Opinion
6858.
November 22, 2005.
Judgment, Supreme Court, New York County (Ruth Pickholz, J.), rendered February 1, 2005, convicting defendant, after a jury trial, of criminal sale of a controlled substance in the third degree, and sentencing him, as a second felony offender, to a term of 3½ years, unanimously modified, on the law, to the extent of vacating the sentence and remanding to Supreme Court for resentencing in accordance with the decision herein, and otherwise affirmed.
Robert M. Morgenthau, District Attorney, New York (Mark Dwyer of counsel), for appellant.
Robert S. Dean, Center for Appellate Litigation, New York (Claudia S. Trupp of counsel), for respondent.
Before: Tom, J.P., Andrias, Sullivan, Gonzalez and Malone, JJ., concur.

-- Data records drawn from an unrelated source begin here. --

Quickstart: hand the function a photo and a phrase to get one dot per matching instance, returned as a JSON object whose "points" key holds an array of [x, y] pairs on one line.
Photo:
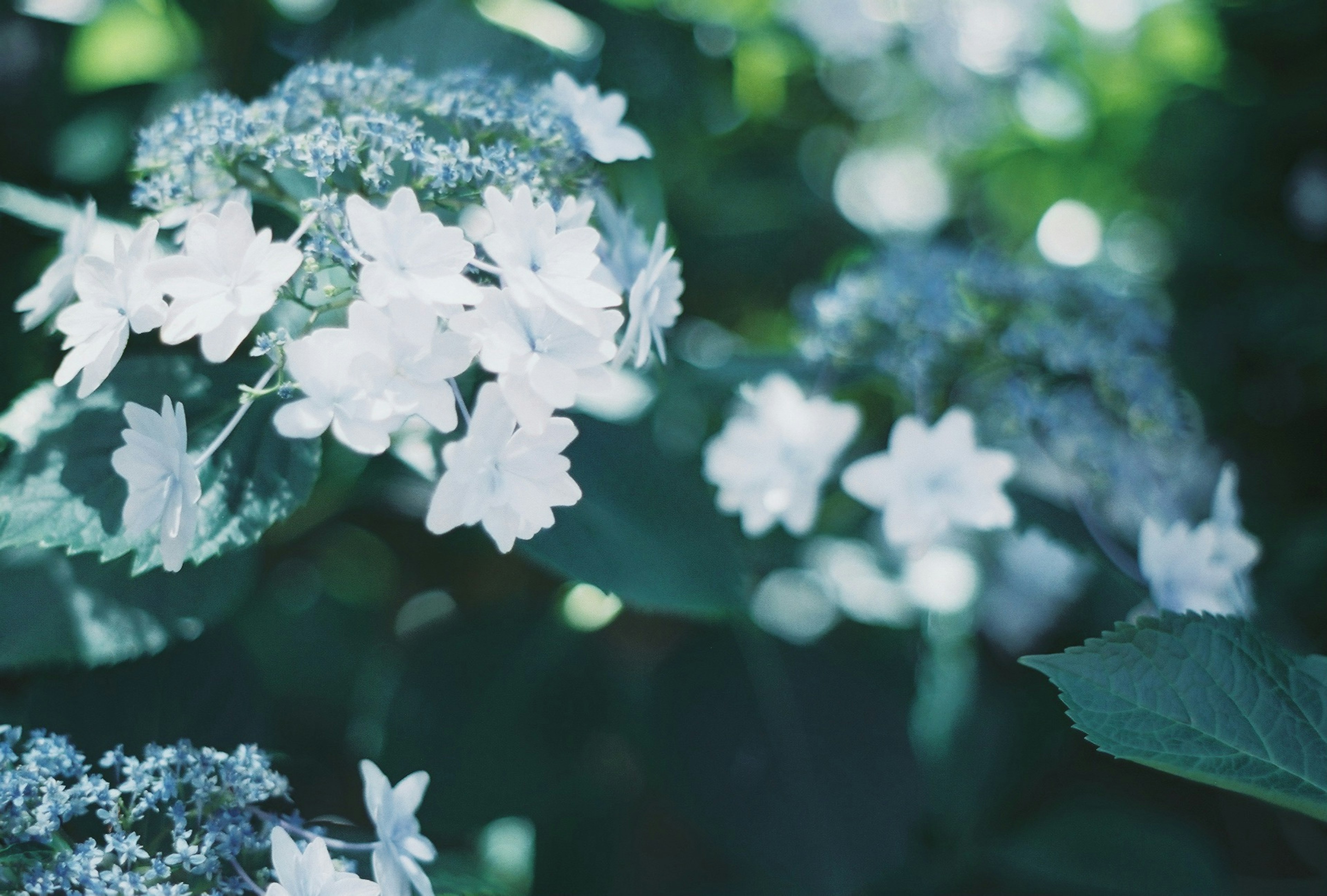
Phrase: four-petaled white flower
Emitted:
{"points": [[344, 381], [115, 297], [311, 873], [420, 358], [401, 846], [773, 456], [542, 360], [543, 264], [932, 479], [599, 120], [56, 285], [507, 479], [1204, 568], [411, 254], [225, 282], [653, 303], [164, 486]]}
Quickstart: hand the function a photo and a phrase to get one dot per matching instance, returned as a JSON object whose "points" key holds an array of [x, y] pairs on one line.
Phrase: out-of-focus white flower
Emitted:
{"points": [[344, 378], [794, 605], [1204, 568], [420, 357], [503, 478], [411, 254], [115, 297], [56, 285], [941, 580], [311, 873], [773, 456], [599, 120], [401, 846], [543, 264], [653, 303], [1037, 577], [542, 360], [932, 479], [164, 486], [225, 282], [862, 589]]}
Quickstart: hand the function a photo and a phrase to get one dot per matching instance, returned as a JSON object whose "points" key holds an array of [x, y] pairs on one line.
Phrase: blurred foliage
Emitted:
{"points": [[661, 755]]}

Defendant committed this crime before the effective date of the Drug Law Reform Act (L 2004, ch 738) but was sentenced after that date. The sentencing court erred when it invoked the amelioration doctrine of People v. Behlog ( 74 NY2d 237) to give defendant the benefit of the reduced penalty contained in the new law. We have concluded that for purposes of the Drug Law Reform Act, the Legislature intended to negate the amelioration doctrine ( People v. Nelson, 21 AD3d 861). Accordingly, we remand for resentencing in accordance with the law applicable at the time of the crime.